Climate-driven losses to the agriculture and construction sectors would disproportionately hit people of color and those with less money who live in rural areas, according to a 2021 EPA report.
Experts say U.S. policymakers and the private sector don’t appear to be planning for what sometimes seems like obvious effects of rising temperatures.
“For instance, I always find it very fascinating when you look at some of the recent investments in Arizona for chips manufacturing and semiconductors,” said Sanjay Patnaik, the director of the Center on Regulation and Markets at the Brookings Institution. “And these plants require huge amounts of water.”
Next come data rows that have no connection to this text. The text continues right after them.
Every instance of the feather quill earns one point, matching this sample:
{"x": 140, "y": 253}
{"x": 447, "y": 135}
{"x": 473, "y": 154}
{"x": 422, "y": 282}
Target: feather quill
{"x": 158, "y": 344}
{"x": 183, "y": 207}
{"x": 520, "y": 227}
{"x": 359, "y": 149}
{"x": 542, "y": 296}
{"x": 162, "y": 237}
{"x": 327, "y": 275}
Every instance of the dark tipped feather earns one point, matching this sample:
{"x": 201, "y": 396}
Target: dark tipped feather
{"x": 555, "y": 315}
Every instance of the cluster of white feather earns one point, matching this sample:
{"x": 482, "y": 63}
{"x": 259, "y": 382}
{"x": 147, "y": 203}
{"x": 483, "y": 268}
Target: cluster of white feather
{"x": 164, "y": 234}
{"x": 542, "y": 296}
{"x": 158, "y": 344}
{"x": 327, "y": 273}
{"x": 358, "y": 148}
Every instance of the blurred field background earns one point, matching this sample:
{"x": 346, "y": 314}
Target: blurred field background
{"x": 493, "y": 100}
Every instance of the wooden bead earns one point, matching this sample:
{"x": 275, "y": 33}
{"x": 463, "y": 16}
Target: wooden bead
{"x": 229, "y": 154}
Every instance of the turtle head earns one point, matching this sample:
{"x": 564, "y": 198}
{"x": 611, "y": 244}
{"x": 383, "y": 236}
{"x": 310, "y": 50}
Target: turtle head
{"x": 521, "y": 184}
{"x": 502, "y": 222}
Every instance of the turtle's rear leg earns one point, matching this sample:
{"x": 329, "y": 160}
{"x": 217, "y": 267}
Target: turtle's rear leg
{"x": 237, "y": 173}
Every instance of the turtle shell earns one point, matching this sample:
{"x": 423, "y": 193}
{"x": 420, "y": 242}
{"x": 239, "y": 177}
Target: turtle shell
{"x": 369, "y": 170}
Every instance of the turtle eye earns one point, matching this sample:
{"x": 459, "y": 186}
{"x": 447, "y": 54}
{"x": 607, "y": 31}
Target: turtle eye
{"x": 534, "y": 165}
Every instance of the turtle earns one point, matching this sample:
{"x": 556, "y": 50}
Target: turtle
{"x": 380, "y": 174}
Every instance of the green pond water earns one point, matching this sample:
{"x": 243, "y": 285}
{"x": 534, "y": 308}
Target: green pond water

The Grand Canyon State has built several new chip-making plants and factories since 2020, and is looking to capitalize on billions in federal funding for the technology under last year’s CHIPS Act.
“If I ran a company, I would not place it there, because it is already very dry, and it’s just going to get much worse,” said Patnaik.
Stranded assets and lost productivity would mean less revenue for states and the federal treasury.
Gernot Wagner, a climate economist at Columbia Business School, said the growing costs of climate change increasingly justify the expense of reducing its effects through adaptation and decarbonization.
“The more of an emergency that climate change turns into, the more it is basically jumping from emergency situation to emergency situation, the more that local, state and federal government is picking up the tab,” said Wagner.
“Frankly, unmitigated climate change is a fiscal policy disaster,” he added.